Balyoz sesleri çekiç sesleri duyulmuyor artık.

Orta ölçekli sanayi esnafına durumlar nasıl diye de sorulmuyor artık.

Yoldu, göletti, istinat duvarı idi herhangi bir ihale idi, müteahhitler yapacak iş makinalarının da yollarına sanayi esnafı bakacaktı.

Gelmiyor artık, bu yoldan beklenen görünmüyor artık.

Derken soğan ithalatında gümrük vergisi bir ay daha 0 gümrükle uzatılmış...

Unutuldu derken bu gün soğanın kilosu 6 TL

Her eve lazım mıdır?

Vatandaş ne der ne demez onu da sormak lazımdır.

GÖREV ANLAYIŞI
Trabzonspor potalı bir maç oynayacaktır,

Akyazı stadyumunun etrafı köfteci panayırı...

Eline bir el arabası geçiren vatandaş doğru Akyazıya, geçmişteki Giresun Piraziz ilçesindeki

panayırları üçe katlamış vaziyette bir görüntü...

Vatandaşın gözünün önündedir de merak edilen

Konulara bakıldığında bıraktık vergi vermelerini,

bıraktık eski ananeleri yaşatmak istediklerini de insan sormadan edemiyor;

Üzerinde çimento harcı olan arabada orada üzerinde bir ızgara ile hiç birinin hijyenikliği kabul görmez.

Ancak köftecilerin ekmek kavgasına itirazımız olmaz.

Fakat bu şehrin İl Sağlık Müdürlüğü ekiplerine,

Büyükşehir Belediyesi Zabıta Ekiplerine bir görev düşer;

Denetleyin arkadaşlar, yapılan köftenin kıyması nedir, vatandaşa satılan nedir,

kimler hangi şartlarda izin vermiştir? Eğer izin verilmiş ise o insanlara da yazık...

Buradaki köftecilere hijyenik dükkanlar yapın, çıkartın ihaleye onlar da işlerini daha rahat daha sağlıklı ortamda yapsınlar yazı var kışı var.
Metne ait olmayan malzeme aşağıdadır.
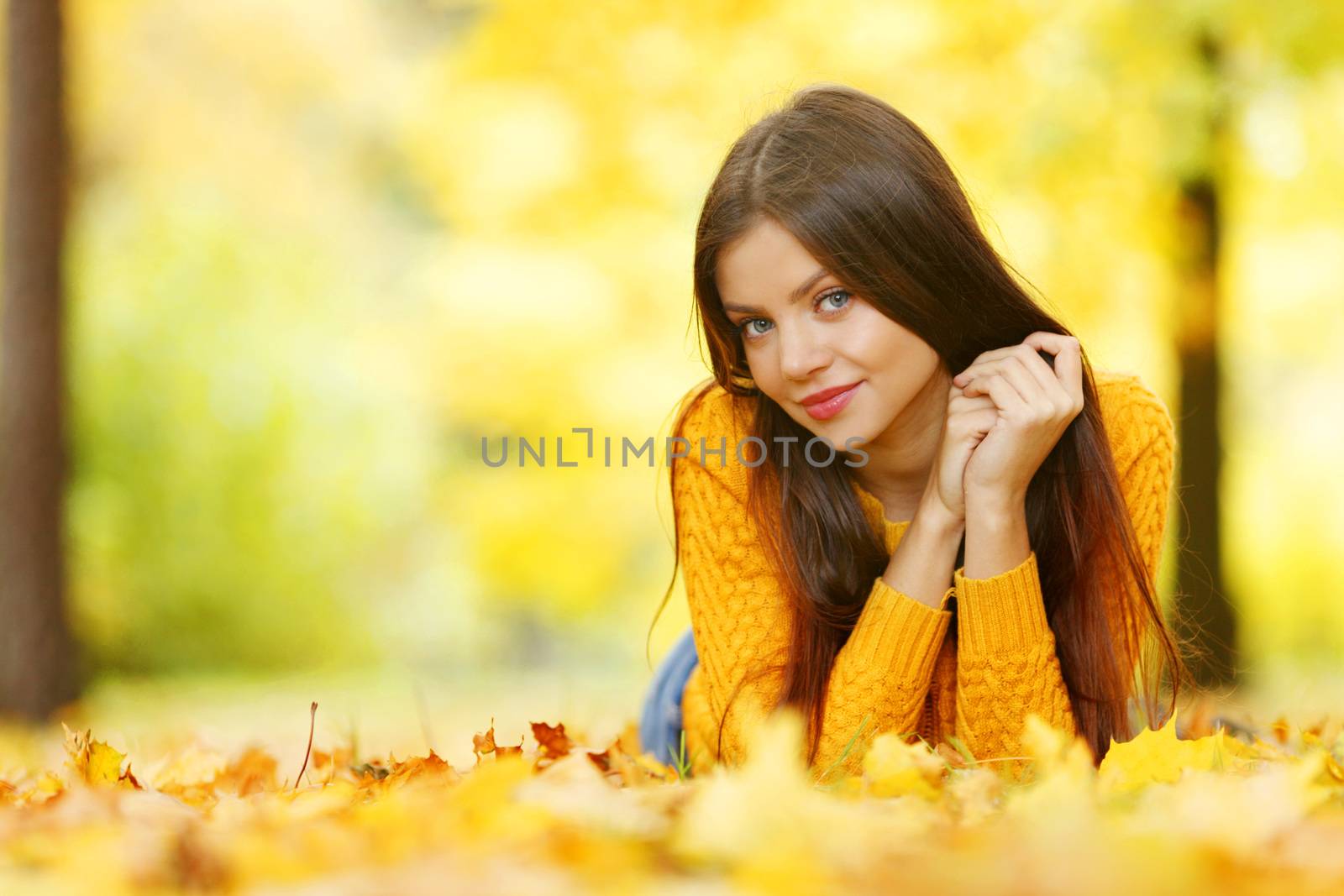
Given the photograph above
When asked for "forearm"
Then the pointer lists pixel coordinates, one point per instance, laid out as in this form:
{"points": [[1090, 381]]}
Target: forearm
{"points": [[996, 535], [924, 560]]}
VATANDAŞIN ‘GÖRÜN’ DEDİĞİ GERÇEKLERLE...
Partisini, kime oy verdiğini sormadan,

Yaptığımız sohbetlerin satır aralarından cımbızla çekip aldığımız

Sonrasında geçen seçimin ardından tekrar vatandaşa yansıttığımız sorularla birlikte

Gördüğümüz şudur ki;

Vatandaş afiş asmakla gönül belediyeciliğinin olamayacağını yalın dille ifade ediyor.

Her kesimden insanının gözü kulağı Trabzon’u bırakmış, İstanbul seçim sonuçlarına yönelmişken

Ekrem İmamoğlu’nun her cümlesini sürecin başından sonuna kadar takiple onun hakkındaki fikirlerin gün geçtikçe değiştiğini beyan eden o kadar vatandaşa rastlandı ki...

Hatta ‘Ekrem İmamoğlu sadece CHP için değil; AK Parti için Türkiye, için bir fırsattır’ diyenlerin her geçen gün arttığı izlenimlerine şahit olunurken,

Bir arada yaşamanın tek yolunun vatandaşların birbirlerine sağduyu göstermesinin ve saygıyla yaklaşmasının gerekliliği öne çıkan en güzel olguydu.